Valéry, tenter de vivre

Paul Valéry est bien autre chose que ce que la postérité a fait de lui. Derrière l’académicien aux éternelles moustaches se cache un penseur qui, toute sa vie, de silences en éclats, s’est débattu avec son désir de littérature. Derrière le disciple de Mallarmé, le poète glorieux et le contempteur du roman, voici un prosateur à la langue superbe, énergique et multiforme. Derrière l’écrivain mondain, c’est un homme désargenté, contraint, pour « faire bouillir la marmite », de servir un vieillard des décennies durant ou de monnayer ses propres manuscrits. Derrière le pur esprit, on découvre l’ami exigeant de Gide et de Louÿs, mais aussi un amant fragile et brûlant dans sa liaison tourmentée avec Catherine Pozzi ou ses passions pour Renée Vautier et Jeanne Loviton.

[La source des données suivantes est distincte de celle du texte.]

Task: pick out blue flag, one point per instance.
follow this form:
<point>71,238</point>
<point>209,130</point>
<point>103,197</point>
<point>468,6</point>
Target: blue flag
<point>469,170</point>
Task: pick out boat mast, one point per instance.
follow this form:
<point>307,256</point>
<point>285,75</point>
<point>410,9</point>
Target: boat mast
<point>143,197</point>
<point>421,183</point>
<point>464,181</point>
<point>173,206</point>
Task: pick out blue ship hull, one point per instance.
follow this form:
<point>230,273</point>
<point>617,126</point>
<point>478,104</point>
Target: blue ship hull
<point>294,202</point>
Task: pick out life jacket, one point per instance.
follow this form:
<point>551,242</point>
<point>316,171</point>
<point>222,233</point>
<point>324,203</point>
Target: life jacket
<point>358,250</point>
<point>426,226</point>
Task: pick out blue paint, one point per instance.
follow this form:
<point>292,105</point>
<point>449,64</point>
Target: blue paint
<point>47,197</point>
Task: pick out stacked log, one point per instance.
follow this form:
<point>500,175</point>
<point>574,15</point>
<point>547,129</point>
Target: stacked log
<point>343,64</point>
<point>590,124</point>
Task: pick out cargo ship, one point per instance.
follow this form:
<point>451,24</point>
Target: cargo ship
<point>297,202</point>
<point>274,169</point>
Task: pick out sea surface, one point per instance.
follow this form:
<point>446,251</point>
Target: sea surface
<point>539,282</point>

Les funérailles nationales du 25 juillet 1945 furent celles d’un homme au destin tragique, pour qui « tenter de vivre » ne fut pas que la moitié d’un vers. Impénitent lecteur de Valéry, nourri d’archives et de correspondances inédites, Benoît Peeters nous livre le portrait empathique d’une des plus fascinantes figures d’écrivain qui ait jamais existé, et renouvelle avec brio la lecture de son œuvre.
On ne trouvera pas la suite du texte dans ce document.